Segundo o estudo, esta situação ocorre porque «os serviços de reabilitação portugueses caracterizam-se, salvo poucas exceções, por contextos educacionais, ocupacionais e habitacionais segregados. Estes modelos são obsoletos, estando longe do que é atualmente praticado em países como os Estados Unidos da América e o Reino Unido, e a literatura científica mostra claramente que não favorecem a integração comunitária e impedem a recuperação dos utentes».

Outra das conclusões da pesquisa, que propõe medidas para uma efetiva reabilitação psiquiátrica, é o estigma em relação à esquizofrenia, cuja taxa de prevalência em Portugal se situa na ordem dos 100 mil (dados da Organização Mundial de Saúde). A «luta contra o estigma deve começar nos próprios profissionais, que subestimam as capacidades das pessoas com doença mental, acabando por lhes transmitir mensagens de desesperança que afetam a sua luta pela recuperação e pelo alcance dos objetivos pessoais», assevera a investigadora da UC.
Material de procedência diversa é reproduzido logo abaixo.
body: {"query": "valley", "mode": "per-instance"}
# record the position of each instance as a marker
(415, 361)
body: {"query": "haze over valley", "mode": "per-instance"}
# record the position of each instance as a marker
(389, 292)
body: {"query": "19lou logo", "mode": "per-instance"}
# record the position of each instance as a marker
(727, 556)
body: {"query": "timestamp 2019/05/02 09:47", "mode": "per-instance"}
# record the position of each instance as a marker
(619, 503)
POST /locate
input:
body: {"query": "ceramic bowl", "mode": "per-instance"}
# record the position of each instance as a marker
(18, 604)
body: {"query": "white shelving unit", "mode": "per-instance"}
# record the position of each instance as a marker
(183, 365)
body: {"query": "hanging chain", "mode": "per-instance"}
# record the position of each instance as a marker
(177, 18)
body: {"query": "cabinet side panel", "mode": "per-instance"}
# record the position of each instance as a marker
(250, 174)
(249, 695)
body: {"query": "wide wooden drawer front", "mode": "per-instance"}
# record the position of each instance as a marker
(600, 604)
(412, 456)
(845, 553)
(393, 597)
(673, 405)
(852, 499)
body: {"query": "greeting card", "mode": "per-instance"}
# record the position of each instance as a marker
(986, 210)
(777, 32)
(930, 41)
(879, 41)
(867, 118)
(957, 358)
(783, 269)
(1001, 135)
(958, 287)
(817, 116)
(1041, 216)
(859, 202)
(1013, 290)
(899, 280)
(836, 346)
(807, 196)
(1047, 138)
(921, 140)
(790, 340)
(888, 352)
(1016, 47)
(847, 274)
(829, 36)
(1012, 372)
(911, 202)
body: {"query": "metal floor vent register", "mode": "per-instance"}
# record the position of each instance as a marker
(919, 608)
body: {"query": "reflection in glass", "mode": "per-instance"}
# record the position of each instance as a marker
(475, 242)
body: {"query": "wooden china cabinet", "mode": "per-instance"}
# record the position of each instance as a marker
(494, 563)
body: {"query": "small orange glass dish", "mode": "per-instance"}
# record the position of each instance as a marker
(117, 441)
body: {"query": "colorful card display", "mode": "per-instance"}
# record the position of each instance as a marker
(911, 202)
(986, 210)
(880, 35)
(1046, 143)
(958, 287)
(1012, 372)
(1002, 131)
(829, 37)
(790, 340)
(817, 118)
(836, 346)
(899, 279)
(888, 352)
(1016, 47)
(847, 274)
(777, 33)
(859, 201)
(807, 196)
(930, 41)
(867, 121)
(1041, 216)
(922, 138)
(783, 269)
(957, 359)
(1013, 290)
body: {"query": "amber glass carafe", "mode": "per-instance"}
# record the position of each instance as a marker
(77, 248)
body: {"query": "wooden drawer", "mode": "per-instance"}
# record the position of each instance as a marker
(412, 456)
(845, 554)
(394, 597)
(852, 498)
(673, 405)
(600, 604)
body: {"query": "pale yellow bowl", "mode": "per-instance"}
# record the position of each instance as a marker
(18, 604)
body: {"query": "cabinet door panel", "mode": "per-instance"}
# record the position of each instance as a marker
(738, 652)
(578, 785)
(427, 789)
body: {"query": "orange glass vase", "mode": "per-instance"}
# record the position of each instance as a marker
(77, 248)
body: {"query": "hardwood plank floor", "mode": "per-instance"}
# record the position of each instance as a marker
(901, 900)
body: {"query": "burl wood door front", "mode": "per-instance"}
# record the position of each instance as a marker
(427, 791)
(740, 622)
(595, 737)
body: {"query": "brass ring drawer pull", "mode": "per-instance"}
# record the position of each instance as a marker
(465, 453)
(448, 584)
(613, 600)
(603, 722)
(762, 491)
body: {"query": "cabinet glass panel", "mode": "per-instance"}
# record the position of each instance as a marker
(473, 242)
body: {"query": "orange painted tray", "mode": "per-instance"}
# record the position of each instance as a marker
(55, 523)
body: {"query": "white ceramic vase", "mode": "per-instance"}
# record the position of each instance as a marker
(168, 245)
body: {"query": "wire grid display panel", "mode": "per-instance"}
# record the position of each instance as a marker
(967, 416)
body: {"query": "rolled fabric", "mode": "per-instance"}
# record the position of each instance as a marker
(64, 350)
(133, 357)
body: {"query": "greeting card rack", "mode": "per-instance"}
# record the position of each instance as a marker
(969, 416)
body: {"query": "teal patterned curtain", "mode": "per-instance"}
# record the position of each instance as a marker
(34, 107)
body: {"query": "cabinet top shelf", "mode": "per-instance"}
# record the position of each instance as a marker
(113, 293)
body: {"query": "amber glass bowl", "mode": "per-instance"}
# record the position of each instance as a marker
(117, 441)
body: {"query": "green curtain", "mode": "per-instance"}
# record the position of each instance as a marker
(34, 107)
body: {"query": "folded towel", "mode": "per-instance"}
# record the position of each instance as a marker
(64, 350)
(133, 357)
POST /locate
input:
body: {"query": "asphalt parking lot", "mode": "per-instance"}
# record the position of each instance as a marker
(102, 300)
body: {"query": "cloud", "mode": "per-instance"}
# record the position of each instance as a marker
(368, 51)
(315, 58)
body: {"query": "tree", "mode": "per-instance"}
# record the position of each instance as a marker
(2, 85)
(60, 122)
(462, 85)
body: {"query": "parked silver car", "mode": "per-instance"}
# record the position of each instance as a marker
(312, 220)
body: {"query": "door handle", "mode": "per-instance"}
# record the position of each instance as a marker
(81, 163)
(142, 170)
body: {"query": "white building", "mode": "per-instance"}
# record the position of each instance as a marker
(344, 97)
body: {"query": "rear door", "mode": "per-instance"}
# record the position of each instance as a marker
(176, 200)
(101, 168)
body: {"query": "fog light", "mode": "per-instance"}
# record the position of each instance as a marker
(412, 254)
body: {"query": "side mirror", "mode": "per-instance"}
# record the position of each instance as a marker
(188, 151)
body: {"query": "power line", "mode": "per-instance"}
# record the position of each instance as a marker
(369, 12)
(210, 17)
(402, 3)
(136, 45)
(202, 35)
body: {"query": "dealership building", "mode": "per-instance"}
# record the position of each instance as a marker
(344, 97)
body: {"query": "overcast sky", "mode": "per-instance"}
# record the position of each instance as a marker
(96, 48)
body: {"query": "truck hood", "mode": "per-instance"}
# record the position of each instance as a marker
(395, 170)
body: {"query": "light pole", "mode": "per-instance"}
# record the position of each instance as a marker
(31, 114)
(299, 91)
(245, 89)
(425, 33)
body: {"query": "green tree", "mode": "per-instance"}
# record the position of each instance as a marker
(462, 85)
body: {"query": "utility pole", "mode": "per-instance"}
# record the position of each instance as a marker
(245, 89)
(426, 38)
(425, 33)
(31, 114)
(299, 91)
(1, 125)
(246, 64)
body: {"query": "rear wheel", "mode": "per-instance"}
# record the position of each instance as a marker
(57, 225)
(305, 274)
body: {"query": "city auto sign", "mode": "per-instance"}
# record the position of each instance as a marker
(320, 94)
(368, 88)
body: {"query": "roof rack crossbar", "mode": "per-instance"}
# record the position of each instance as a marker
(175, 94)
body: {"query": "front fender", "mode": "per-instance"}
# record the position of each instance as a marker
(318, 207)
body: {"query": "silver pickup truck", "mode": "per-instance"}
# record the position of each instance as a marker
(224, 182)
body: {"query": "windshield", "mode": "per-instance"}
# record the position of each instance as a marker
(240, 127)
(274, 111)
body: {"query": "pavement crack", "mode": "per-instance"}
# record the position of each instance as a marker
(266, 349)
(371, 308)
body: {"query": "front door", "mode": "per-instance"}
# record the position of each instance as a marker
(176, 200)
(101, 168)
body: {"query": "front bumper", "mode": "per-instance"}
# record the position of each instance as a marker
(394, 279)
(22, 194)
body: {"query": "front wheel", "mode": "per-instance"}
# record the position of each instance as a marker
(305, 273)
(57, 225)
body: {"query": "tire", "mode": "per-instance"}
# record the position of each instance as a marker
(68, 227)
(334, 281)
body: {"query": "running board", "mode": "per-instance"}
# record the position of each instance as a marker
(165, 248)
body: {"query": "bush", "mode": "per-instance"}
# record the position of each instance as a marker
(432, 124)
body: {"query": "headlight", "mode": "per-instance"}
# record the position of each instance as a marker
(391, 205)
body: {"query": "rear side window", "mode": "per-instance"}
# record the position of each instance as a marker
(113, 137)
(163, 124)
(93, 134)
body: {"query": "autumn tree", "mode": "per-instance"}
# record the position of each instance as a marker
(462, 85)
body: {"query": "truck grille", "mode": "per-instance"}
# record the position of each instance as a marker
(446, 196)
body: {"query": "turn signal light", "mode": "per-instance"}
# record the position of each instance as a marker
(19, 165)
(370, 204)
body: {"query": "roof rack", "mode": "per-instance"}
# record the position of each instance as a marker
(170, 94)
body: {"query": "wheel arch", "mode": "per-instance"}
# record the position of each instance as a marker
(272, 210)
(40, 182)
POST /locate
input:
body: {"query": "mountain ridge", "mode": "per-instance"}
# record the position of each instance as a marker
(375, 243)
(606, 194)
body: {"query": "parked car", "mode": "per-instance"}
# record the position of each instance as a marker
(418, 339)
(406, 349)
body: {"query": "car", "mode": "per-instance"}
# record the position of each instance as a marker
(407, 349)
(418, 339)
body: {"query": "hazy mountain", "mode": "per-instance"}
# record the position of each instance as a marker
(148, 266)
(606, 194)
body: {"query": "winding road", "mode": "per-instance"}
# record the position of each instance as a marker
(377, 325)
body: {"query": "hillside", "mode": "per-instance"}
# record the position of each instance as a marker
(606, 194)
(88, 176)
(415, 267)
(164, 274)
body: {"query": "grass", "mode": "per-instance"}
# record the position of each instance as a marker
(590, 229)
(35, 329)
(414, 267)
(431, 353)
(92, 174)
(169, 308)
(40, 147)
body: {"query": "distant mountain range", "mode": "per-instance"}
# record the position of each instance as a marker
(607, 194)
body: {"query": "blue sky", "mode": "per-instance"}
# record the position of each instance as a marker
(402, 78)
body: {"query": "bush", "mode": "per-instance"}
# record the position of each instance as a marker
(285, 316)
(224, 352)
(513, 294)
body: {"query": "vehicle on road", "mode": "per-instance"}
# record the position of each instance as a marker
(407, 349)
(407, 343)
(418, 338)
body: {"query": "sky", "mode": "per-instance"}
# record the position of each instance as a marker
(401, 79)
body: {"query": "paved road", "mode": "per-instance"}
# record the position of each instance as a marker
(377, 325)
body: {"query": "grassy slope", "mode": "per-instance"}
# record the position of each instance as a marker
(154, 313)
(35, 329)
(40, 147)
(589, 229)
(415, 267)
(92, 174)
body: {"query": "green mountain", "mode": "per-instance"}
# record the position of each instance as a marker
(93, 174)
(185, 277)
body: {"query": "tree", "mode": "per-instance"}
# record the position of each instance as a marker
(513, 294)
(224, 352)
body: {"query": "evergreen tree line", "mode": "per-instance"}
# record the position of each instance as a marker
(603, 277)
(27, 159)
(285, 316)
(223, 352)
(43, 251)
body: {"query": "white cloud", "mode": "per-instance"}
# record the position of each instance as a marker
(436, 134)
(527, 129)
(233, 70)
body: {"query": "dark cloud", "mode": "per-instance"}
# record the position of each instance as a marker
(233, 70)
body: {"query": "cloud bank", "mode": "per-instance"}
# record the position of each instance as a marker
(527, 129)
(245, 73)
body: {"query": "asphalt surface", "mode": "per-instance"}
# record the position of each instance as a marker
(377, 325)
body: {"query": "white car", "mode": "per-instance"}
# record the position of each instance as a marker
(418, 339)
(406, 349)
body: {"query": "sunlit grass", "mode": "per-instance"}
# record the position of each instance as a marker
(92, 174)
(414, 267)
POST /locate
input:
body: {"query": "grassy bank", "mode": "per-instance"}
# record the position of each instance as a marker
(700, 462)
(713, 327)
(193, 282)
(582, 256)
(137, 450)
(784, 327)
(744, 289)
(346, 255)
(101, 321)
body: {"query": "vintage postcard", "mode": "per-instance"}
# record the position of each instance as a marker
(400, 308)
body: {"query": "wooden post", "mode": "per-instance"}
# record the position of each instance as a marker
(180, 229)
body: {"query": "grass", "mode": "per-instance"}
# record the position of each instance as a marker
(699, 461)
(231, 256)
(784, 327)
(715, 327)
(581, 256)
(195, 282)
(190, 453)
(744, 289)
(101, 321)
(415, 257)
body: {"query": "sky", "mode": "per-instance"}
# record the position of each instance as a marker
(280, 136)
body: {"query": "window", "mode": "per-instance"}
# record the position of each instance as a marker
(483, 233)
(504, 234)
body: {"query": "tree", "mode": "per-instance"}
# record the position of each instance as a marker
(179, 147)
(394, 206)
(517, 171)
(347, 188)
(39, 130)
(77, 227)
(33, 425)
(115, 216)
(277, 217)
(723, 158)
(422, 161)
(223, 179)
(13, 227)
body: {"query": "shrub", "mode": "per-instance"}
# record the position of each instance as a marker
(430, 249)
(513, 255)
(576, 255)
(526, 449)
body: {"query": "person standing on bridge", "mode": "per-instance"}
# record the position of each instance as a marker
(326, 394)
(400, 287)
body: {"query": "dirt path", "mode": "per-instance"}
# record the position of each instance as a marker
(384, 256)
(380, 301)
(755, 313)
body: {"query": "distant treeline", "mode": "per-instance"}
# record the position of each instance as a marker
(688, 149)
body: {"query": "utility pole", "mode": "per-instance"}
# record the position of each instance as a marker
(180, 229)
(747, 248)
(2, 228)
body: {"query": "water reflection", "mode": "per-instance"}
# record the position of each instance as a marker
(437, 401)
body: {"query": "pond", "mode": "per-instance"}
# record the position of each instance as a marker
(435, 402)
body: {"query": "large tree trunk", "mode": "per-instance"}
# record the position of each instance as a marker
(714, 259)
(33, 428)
O sistema «tem de perceber que a esquizofrenia não é uma fatalidade e a reabilitação psicossocial é possível. É urgente implementar programas de educação apoiada, modelos de colocação no emprego competitivo que tenham em conta as especificidades desta população, e programas residenciais que promovam a obtenção de habitação independente, da escolha da pessoa em reabilitação e com apoio flexível, na comunidade. A ideia, amplamente difundida, de que a recuperação na esquizofrenia não é possível é um mito», sustenta a investigadora que decidiu estudar esta temática precisamente por ter identificado debilidades nas oportunidades de reabilitação proporcionadas a esta população, enquanto psicóloga voluntária na Associação “Recriar Caminhos”, uma instituição que promove o Desenvolvimento Vocacional, Formação e Inclusão de Pessoas com Esquizofrenia.

A legislação existente foi também analisada no estudo, já com artigos publicados em jornais e revistas cientificais, p. ex. no International Journal of Culture and Mental Health, verificando-se ser bastante frágil e desajustada.